4. Considérant que les organisations requérantes critiquent ces dispositions en ce qu'elles fondent la mesure de l'audience des organisations professionnelles d'employeurs sur le nombre d'entreprises qui y sont adhérentes, qu'elles aient ou non des salariés et sans tenir compte du nombre de ces derniers ; qu'elles soutiennent que ces dispositions méconnaissent ainsi notamment le principe de participation à la négociation collective découlant des sixième et huitième alinéas du Préambule de la Constitution de 1946 ;

5. Considérant que les dispositions dont la constitutionnalité est contestée sont applicables au présent litige ; qu'elles n'ont pas déjà été déclarées conformes à la Constitution par le Conseil constitutionnel ; que le moyen tiré de ce qu'elles portent atteinte aux droits et libertés garantis par les sixième et huitième alinéas du Préambule de la Constitution de 1946 soulève une question relative à la portée de ces dispositions constitutionnelles, en particulier à leur applicabilité aux employeurs, qui, sans qu'il soit besoin pour le Conseil d'Etat d'examiner le caractère sérieux du moyen invoqué à l'encontre des dispositions législatives en cause, doit être regardée comme nouvelle au sens de l'article 23-5 de l'ordonnance du 7 novembre 1958 ; qu'ainsi, il y a lieu de renvoyer au Conseil constitutionnel la question prioritaire de constitutionnalité invoquée ;

D E C I D E :

--------------

Article 1er : L'intervention de la Confédération générale des petites et moyennes entreprises en défense sur la question prioritaire de constitutionnalité soulevée par le Mouvement des entreprises de France et les autres organisations requérantes n'est pas admise.

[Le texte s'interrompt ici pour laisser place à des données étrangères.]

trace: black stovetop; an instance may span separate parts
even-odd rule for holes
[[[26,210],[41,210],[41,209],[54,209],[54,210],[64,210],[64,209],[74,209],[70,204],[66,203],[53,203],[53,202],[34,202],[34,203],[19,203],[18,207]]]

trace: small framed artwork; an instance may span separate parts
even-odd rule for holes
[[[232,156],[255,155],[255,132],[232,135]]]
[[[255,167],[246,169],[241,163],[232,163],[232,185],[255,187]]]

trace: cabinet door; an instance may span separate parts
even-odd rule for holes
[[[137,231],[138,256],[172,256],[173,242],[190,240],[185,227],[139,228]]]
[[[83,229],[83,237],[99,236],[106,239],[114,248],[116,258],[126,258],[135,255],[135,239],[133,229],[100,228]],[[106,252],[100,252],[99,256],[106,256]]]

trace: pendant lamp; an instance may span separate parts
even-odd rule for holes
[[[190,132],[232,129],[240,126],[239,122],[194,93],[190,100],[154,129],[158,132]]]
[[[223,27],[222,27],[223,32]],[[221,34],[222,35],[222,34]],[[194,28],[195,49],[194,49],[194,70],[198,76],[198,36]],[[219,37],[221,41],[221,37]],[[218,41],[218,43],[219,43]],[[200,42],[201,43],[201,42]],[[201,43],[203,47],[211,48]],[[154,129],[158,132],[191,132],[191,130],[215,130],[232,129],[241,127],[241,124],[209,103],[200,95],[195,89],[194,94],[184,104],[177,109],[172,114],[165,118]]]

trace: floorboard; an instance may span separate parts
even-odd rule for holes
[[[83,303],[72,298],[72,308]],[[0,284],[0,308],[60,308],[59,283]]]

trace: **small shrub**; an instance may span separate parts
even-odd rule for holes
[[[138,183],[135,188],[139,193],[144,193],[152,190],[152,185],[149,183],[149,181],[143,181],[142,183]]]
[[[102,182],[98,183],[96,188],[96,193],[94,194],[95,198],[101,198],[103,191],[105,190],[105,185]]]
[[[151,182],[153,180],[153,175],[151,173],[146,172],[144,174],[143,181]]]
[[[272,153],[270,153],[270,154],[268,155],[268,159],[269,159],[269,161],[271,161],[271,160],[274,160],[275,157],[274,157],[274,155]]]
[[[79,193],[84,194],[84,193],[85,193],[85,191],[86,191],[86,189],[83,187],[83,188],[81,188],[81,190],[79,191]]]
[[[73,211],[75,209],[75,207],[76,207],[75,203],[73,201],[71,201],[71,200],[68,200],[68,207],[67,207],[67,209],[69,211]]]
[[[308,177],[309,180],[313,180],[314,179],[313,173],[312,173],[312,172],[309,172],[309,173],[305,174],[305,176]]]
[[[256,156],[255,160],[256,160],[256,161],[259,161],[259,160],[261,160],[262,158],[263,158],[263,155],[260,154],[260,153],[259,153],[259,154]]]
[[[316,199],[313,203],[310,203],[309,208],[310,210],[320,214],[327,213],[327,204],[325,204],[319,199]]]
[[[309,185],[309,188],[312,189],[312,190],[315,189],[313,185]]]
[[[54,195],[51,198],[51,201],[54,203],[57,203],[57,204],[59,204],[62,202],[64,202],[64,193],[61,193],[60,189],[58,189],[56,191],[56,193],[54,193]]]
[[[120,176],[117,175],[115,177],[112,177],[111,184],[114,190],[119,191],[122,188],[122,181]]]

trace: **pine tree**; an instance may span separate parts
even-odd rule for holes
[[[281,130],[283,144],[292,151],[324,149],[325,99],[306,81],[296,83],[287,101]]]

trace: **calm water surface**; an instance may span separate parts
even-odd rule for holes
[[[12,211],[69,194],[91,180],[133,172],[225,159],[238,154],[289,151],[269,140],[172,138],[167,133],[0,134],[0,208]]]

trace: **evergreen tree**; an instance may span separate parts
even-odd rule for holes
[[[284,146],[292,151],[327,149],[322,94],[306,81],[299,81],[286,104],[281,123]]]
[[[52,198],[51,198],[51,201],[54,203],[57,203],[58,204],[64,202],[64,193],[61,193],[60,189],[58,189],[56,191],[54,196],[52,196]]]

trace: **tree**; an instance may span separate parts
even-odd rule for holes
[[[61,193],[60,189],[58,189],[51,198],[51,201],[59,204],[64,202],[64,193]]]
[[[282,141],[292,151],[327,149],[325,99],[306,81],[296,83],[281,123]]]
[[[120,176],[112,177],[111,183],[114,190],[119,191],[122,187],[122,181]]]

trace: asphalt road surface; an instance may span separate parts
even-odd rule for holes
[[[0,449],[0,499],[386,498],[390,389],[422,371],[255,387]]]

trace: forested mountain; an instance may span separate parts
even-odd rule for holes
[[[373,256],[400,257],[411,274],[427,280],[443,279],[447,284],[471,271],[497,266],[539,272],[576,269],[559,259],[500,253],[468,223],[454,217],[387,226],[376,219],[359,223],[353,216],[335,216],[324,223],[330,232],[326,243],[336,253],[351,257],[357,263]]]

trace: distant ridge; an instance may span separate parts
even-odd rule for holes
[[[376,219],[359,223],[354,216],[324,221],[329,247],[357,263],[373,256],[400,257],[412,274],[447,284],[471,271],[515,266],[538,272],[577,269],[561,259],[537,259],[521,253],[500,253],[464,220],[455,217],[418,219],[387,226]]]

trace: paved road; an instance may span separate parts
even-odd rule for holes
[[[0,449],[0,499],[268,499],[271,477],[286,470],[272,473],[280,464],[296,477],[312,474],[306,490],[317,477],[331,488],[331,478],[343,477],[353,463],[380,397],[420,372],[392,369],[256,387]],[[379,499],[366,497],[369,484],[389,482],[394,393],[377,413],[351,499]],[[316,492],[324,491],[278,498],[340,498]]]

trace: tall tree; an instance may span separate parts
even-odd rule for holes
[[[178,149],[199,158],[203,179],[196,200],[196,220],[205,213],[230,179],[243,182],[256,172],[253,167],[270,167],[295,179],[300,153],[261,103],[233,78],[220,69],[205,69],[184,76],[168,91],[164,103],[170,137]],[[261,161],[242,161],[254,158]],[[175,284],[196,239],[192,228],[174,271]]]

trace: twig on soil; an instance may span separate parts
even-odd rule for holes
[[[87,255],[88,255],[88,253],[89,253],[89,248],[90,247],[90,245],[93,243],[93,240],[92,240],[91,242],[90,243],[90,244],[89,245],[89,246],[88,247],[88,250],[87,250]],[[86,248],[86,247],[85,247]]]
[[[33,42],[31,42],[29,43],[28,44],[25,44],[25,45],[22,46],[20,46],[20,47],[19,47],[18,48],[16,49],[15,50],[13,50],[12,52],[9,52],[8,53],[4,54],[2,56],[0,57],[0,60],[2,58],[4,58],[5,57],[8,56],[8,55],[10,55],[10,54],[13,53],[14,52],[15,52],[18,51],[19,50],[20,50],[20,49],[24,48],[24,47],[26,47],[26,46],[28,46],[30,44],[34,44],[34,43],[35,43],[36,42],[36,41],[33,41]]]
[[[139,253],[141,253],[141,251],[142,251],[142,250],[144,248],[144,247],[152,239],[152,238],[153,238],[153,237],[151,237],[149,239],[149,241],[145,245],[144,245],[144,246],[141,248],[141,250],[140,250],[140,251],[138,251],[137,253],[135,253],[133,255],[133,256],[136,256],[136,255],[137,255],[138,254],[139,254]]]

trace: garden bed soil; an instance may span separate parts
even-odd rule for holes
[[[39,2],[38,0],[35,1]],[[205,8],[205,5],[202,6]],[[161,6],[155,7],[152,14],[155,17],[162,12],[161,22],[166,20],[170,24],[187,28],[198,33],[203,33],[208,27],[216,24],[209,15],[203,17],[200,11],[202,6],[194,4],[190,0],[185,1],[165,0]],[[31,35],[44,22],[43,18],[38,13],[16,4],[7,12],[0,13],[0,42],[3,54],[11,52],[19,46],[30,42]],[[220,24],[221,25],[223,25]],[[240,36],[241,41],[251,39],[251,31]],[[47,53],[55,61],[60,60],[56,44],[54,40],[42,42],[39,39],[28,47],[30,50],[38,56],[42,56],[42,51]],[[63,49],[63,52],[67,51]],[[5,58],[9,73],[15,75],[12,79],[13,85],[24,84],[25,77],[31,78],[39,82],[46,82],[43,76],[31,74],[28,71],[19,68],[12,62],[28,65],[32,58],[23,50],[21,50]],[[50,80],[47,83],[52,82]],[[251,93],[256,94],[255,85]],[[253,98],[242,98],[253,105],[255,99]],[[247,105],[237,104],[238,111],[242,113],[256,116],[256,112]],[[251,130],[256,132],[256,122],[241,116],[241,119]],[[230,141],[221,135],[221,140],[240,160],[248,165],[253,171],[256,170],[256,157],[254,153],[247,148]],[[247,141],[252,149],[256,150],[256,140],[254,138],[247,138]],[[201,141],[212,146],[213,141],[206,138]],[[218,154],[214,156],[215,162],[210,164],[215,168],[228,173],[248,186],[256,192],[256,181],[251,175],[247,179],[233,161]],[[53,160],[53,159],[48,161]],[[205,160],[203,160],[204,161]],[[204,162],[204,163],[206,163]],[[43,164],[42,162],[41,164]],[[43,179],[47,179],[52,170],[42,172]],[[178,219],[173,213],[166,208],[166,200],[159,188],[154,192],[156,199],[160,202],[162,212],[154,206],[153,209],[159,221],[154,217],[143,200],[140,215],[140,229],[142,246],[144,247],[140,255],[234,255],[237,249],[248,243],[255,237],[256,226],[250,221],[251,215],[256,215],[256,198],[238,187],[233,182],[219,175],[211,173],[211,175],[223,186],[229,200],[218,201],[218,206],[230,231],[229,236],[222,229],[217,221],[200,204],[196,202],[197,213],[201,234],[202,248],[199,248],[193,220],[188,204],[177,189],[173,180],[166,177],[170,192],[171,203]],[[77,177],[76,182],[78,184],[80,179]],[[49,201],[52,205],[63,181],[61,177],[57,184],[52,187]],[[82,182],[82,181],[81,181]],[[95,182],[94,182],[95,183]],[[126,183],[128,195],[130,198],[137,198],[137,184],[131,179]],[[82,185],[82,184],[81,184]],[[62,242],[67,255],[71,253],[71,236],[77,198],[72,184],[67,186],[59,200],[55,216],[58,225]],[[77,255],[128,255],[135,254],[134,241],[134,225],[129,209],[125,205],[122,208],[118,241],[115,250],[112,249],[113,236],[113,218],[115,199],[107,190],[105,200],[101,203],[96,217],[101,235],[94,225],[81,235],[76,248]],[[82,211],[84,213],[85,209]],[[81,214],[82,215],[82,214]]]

Article 2 : La question de la conformité à la Constitution du 6° de l'article L. 2151-1, du 3° de l'article L. 2152-1 et du 3° de l'article L. 2152-4 du code du travail, dans leur rédaction issue de l'article 29 de la loi n° 2014-288 du 5 mars 2014, est renvoyée au Conseil constitutionnel.

Article 3 : Il est sursis à statuer sur la requête du Mouvement des entreprises de France et des autres organisations requérantes jusqu'à ce que le Conseil constitutionnel ait tranché la question de constitutionnalité ainsi soulevée.

Article 4 : La présente décision sera notifiée au Mouvement des entreprises de France, premier requérant dénommé, à la ministre du travail, de l'emploi, de la formation professionnelle et du dialogue social et à la Confédération générale des petites et moyennes entreprises.

Les autres requérants seront informés de la présente décision par la SCP Gatineau, Fattaccini, avocat au Conseil d'Etat et à la Cour de cassation, qui les représente devant le Conseil d'Etat.

Copie en sera adressée au Premier ministre.